Spy Kids 3-D: Game Over
Opens Fri July 25
As any unwilling post-teen matinee attendee could testify, the average children's film shouldn't be wished on even that tubby paste-eating kid down the block. Cutting-edge CGI and flavor-of-the-month vocal talent aside, the overwhelming sensation from 99% of modern family fare is that of a group of middle-aged guys pacing around a boardroom, frantically trying to cram one last nugget of theme park synergy into their product. Not so with the Spy Kids series, which feels (thanks to the efforts of writer/director/ editor/visual effects supervisor Robert Rodriguez) like it sprang directly from the brainwaves of the archetypal 10-year-old, with nary a trace of test marketing or demographically determined product placement.
Set inside a world-threatening virtual reality video game, Spy Kids 3-D: Game Over retains the homemade virtues that made the earlier installments such an un-selfconscious delight: pleasingly clunky visuals, arch-villains (here, Sylvester Stallone, loose as a goose and filled with self-mockery) who end up seeing the light instead of getting blasted into atoms, and family friendly morals that don't stick in the craw. Adding to the wow factor is Rodriguez's decision to shoot in 3-D, which results in an awesome variety of objects gleefully flung directly towards the audience's eyeballs. Imagine if the makers of Tron had indulged in a three-day Sugar Smacks and Pop Rocks bender immediately before filming; that gives you an idea of the unholy energy on display.

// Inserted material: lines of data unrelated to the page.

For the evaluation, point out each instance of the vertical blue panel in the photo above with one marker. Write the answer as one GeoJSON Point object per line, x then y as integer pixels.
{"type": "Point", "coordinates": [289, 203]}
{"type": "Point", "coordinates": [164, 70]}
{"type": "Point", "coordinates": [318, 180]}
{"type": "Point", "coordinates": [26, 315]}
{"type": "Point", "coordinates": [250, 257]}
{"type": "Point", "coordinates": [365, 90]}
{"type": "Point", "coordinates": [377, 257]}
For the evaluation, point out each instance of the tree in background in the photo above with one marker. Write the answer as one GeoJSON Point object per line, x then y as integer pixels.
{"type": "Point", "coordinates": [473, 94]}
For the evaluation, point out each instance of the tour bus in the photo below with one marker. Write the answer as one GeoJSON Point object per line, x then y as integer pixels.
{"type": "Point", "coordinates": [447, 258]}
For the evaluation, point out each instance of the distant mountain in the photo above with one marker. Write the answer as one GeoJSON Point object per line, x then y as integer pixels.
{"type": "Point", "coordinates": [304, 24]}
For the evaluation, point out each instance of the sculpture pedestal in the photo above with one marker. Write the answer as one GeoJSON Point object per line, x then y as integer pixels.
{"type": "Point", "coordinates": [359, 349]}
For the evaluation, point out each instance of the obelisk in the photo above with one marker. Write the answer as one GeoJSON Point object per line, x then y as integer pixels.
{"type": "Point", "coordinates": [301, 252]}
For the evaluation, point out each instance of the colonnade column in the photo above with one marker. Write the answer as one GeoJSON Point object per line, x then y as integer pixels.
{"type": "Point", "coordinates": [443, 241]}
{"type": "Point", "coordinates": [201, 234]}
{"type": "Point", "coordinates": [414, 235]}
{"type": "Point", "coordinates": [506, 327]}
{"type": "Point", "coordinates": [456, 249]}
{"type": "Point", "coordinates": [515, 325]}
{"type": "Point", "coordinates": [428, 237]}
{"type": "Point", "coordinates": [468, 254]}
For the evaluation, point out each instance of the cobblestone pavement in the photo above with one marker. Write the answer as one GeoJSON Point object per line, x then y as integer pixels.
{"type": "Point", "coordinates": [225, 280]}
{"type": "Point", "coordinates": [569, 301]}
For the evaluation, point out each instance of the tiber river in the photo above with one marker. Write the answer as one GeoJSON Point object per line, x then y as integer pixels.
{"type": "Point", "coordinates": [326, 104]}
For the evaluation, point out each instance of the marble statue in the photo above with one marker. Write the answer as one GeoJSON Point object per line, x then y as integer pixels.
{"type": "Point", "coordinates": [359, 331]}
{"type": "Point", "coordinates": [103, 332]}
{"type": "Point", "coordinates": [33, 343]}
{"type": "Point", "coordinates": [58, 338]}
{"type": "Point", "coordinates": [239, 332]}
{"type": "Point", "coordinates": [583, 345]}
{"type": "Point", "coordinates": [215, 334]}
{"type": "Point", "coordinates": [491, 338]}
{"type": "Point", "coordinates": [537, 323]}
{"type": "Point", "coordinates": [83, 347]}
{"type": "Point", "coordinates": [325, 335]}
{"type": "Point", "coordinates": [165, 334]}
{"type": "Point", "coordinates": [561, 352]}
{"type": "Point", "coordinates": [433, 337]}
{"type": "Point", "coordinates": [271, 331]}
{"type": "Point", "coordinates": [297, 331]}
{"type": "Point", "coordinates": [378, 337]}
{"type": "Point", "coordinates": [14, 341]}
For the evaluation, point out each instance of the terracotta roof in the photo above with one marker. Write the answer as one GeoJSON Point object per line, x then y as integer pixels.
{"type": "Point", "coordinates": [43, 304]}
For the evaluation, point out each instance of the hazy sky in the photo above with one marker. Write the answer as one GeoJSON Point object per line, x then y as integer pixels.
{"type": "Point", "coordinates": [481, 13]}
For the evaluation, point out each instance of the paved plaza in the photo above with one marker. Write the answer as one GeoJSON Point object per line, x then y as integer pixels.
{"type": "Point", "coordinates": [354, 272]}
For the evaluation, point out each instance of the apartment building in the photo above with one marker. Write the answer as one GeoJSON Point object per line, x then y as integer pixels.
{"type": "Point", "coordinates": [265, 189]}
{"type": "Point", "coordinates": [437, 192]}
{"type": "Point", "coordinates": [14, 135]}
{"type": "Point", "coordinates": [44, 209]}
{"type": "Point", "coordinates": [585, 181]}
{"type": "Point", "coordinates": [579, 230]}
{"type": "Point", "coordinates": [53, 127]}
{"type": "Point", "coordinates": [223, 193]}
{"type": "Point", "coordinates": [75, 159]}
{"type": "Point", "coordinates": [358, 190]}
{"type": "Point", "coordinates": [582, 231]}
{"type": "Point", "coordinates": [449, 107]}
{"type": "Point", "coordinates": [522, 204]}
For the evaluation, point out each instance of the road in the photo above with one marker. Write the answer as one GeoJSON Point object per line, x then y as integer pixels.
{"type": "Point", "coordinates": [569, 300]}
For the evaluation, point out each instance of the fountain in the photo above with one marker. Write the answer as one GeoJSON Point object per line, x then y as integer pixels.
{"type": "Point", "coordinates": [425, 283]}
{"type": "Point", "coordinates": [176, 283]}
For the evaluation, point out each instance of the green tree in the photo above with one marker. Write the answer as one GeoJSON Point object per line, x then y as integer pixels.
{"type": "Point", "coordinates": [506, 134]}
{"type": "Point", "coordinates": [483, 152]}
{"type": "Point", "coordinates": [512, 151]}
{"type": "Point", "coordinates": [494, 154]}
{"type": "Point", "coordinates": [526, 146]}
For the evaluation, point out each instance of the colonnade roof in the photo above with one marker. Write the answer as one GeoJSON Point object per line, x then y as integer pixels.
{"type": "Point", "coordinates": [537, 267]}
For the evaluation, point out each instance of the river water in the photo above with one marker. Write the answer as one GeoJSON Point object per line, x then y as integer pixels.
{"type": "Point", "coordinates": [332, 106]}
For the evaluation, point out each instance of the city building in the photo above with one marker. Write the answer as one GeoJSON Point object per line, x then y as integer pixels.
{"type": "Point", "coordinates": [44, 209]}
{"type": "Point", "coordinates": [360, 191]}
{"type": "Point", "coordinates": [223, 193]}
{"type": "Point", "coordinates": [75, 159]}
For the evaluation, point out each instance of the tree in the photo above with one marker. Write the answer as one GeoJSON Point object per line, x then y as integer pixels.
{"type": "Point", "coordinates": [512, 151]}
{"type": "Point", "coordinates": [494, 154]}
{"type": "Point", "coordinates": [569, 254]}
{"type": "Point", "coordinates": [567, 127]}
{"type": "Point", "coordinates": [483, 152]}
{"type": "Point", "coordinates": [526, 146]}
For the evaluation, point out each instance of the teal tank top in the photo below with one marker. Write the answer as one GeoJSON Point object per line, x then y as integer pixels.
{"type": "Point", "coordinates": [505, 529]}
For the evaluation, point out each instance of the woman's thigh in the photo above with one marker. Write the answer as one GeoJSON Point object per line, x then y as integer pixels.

A few minor speedbumps to report: the plot is perhaps a tad too defiantly nonsensical, and the cyber-bound environment unfortunately reduces the involvement of the adult characters to mere cameos. Ultimately, such small quibbles pale beside the monstrous good cheer of the whole shebang, especially the ecstatic-beyond-words finale, in which every character from the entire series joins forces to smack down an army of giant robot Stallone-apes. Cheech Marin with a jetpack and a power-assisted Ricardo Montalban: these are the images that our future generations should be taught to embrace.